Dal 1° febbraio scorso la giocata per il Superenalotto è passata da 0,50 euro a combinazione di gioco (con un minimo di 2 combinazioni) a 1 euro a combinazione. “Per compensare questo salasso è stata aumentata la quota destinata a montepremi (dal 34,648% al 60%) e anche la possibilità di vincita (ora si intasca qualcosa anche indovinando 2 soli numeri su 6). E, siccome, proprio in tempi di crisi, non si resiste alla tentazione di sfidare la sorte, l’ammontare complessivo delle giocate si è impennato passando dai 4 milioni di euro medi per estrazione a gennaio 2016, ai 6,5 milioni di euro a febbraio e marzo – spiegano le due associazioni – Ben pochi, insomma, si sono spaventati per il raddoppio del costo della schedina. Ma di quanto è aumentata effettivamente la singola giocata? Prima si pagavano 50 centesimi di euro e 17,324 rientravano sotto forma di montepremi. La differenza, ripartita tra l’aggio del rivenditore, la società di gestione e lo Stato, era di 32,676 centesimi. Dal 1° febbraio, invece, si spende un euro, di cui 60 centesimi sono ridistribuiti e 40 si perdono. L’aumento è stato, pertanto, di 7,324 centesimi o, in termini percentuali, del 22,4%. E secondo l’Istat? Dall’inizio del 2016, la voce “Concorsi pronostici”, che contribuisce al calcolo degli indici dei prezzi al consumo, non ha fatto registrare alcuna variazione”. Non si sa, proseguono le due associazioni, se dal 2013 ci siano stati cambiamenti nella composizione del paniere legata ai prezzi di giochi e lotterie, ma “è indubbio che oggi il Superenalotto è di gran lunga il più gettonato fra i concorsi pronostici. E considerato che la predetta voce ha un peso del 2% sull’intero paniere, un aumento a doppia cifra sposterebbe di qualche decimale il dato sull’inflazione, rischiando di farlo tornare con il segno più davanti”.
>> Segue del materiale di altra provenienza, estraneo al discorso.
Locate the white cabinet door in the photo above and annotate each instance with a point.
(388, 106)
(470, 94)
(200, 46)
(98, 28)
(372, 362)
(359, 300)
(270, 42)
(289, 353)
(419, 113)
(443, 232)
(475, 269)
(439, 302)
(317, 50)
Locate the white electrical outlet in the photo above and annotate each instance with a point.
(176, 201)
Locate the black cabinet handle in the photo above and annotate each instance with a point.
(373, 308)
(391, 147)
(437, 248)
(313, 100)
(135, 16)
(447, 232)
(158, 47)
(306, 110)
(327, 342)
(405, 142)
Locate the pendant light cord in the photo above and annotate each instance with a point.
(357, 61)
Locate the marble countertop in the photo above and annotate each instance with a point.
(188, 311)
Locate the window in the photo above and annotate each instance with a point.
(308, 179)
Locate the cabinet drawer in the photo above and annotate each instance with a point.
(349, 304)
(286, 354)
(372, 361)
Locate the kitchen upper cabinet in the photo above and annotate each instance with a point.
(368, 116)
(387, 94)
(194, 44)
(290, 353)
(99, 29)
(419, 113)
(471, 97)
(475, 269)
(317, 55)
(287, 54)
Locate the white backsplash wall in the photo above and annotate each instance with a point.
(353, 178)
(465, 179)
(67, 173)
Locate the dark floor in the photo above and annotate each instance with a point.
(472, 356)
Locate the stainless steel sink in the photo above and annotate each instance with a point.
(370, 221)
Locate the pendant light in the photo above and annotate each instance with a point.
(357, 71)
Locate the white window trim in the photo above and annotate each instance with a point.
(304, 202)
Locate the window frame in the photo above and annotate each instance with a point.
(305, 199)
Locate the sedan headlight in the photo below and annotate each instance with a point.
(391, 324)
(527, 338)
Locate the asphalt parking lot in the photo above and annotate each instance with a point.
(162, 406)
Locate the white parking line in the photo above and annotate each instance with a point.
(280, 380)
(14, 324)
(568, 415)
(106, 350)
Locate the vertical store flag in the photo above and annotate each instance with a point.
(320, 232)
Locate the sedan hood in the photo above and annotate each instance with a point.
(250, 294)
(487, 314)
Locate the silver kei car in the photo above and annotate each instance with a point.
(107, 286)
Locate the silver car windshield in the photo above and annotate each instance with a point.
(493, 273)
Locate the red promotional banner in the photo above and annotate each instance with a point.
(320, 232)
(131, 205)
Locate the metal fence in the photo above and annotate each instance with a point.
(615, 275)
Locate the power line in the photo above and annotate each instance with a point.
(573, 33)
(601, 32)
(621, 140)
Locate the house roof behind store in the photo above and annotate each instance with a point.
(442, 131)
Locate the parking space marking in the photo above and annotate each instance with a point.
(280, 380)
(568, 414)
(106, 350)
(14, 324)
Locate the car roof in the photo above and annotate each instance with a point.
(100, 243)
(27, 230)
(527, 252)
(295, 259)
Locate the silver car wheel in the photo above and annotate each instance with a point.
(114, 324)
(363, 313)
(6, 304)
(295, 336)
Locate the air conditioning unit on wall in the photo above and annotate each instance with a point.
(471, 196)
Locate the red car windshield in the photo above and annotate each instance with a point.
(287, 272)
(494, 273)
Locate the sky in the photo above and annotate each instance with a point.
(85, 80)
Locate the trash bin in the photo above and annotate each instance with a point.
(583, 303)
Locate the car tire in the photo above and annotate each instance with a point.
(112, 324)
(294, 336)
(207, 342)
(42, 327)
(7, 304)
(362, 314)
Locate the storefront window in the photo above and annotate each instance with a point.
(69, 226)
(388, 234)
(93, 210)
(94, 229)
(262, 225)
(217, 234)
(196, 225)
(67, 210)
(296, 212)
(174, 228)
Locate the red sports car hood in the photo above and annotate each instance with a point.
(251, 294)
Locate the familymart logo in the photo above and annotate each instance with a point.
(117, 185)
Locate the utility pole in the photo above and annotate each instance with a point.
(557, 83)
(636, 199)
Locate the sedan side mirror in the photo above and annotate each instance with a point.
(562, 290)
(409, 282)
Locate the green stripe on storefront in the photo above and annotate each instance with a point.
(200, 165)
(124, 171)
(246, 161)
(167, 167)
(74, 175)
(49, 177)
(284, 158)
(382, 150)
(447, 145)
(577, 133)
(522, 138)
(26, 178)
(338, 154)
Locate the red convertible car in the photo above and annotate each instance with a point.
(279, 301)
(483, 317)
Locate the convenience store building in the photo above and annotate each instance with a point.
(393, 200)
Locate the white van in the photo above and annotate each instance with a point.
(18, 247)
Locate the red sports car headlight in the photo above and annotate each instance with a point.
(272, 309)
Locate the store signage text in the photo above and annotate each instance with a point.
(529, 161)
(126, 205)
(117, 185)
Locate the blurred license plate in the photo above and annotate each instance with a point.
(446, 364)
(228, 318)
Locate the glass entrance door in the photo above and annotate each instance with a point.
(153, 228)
Serve un abbassamento della pressione fiscale, commenta l’Unione Nazionale Consumatori davanti ai dati dell’Istat. “Nonostante l’azione di contrasto della Bce, il crollo della domanda è tale che i prezzi non possono che scendere – ha dichiarato Massimiliano Dona, Segretario dell’Unione Nazionale Consumatori – Ecco perché non basta che si punti alla crescita attraverso la sola politica monetaria, ma occorre che anche i Governi, a cominciare dal nostro, si assumano le loro responsabilità. Per l’Italia urge una riforma che abbassi la pressione fiscale sul ceto medio e va respinta qualunque ipotesi di aumento delle aliquote Iva o di ricomposizione della base imponibile”. Per l’UNC la discesa dello 0,9% dei prezzi dei beni ad alta frequenza di acquisto si riverbera in un risparmio di circa 140 euro annui per una famiglia di quattro persone.